Mountains in Hawaii, United States

The West Maui Mountains, West Maui Volcano, or Mauna Kahālāwai (which means "holding house of water") are the remnants of an eroded shield volcano that constitutes the western quarter of Maui. Approximately 1.7 million years old, the volcano's last eruption was approximately 320,000 years ago. Thanks to hundreds of inches of rainfall annually the mountains have undergone substantial stream erosion. The ʻĪao Valley, and its ʻĪao Needle are popular attractions within the mountains and are accessible from Wailuku.

The three districts (moku) of West Maui are Lahaina, Kāʻanapali, and Wailuku. Wailuku is also known as "Pūʻalikomohana" ("west isthmus"), or "Nā Wai ʻEhā" ("the four waters"). The port of Lahaina lies on the southwestern slope.

The summit peak at 5788 ft elevation is called "Puʻu Kukui," which translates to "candlenut hill".

== Geological history ==
The West Maui Mountains were formed through at least three series of major volcanic eruptions during its shield building period.

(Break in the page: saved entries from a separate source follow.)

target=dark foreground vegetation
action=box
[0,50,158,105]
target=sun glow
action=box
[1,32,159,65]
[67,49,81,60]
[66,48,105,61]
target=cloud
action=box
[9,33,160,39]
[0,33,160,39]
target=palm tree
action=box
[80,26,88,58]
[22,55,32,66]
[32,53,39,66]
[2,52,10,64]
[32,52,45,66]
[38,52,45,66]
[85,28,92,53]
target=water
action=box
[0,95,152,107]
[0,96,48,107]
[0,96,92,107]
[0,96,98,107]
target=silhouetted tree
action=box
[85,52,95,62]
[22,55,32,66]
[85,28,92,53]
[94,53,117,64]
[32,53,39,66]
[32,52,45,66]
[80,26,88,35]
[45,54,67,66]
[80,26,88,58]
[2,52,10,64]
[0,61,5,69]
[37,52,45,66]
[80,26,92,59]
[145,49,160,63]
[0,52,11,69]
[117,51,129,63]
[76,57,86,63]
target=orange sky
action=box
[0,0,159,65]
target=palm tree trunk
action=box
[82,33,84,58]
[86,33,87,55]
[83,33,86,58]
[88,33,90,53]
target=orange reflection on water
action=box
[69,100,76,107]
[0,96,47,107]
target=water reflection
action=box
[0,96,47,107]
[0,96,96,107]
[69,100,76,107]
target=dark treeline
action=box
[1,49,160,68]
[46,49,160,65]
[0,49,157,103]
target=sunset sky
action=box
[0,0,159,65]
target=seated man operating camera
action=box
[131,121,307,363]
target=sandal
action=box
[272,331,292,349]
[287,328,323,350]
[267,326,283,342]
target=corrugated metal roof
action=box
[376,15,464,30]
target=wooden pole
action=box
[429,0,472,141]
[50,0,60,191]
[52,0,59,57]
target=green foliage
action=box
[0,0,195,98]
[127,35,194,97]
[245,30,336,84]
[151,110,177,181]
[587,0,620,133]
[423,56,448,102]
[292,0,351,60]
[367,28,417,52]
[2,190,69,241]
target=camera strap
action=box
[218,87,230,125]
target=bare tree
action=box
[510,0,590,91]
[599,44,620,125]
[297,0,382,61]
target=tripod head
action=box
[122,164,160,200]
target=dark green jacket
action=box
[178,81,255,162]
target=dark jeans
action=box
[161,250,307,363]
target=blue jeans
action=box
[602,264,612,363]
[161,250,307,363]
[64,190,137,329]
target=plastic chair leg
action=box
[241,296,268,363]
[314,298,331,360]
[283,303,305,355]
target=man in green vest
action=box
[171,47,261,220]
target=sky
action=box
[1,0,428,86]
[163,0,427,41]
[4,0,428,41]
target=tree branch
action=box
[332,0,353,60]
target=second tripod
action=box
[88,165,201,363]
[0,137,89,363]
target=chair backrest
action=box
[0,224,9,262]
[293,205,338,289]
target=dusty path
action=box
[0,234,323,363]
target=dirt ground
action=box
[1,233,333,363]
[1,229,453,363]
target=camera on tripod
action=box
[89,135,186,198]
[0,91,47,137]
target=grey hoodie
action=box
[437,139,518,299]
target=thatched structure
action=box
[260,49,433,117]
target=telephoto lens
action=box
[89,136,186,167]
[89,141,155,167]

Rocks from the latest major shield-building eruptions are called the Honolua volcanic series, which are roughly 500,000 years old. However, there were several rejuvenated stage eruptions more recently, the last dating to roughly 320,000 years ago.

== Puʻu Kukui Watershed Preserve ==
The Puʻu Kukui Preserve is the largest private nature preserve in the State of Hawaii, dedicated to protecting the watershed lands of the West Maui Mountains. Established in 1988, the 8661 acre preserve has been managed since 1994 by Maui Land & Pineapple Company in participation with The Nature Conservancy and the State Natural Area Partnership.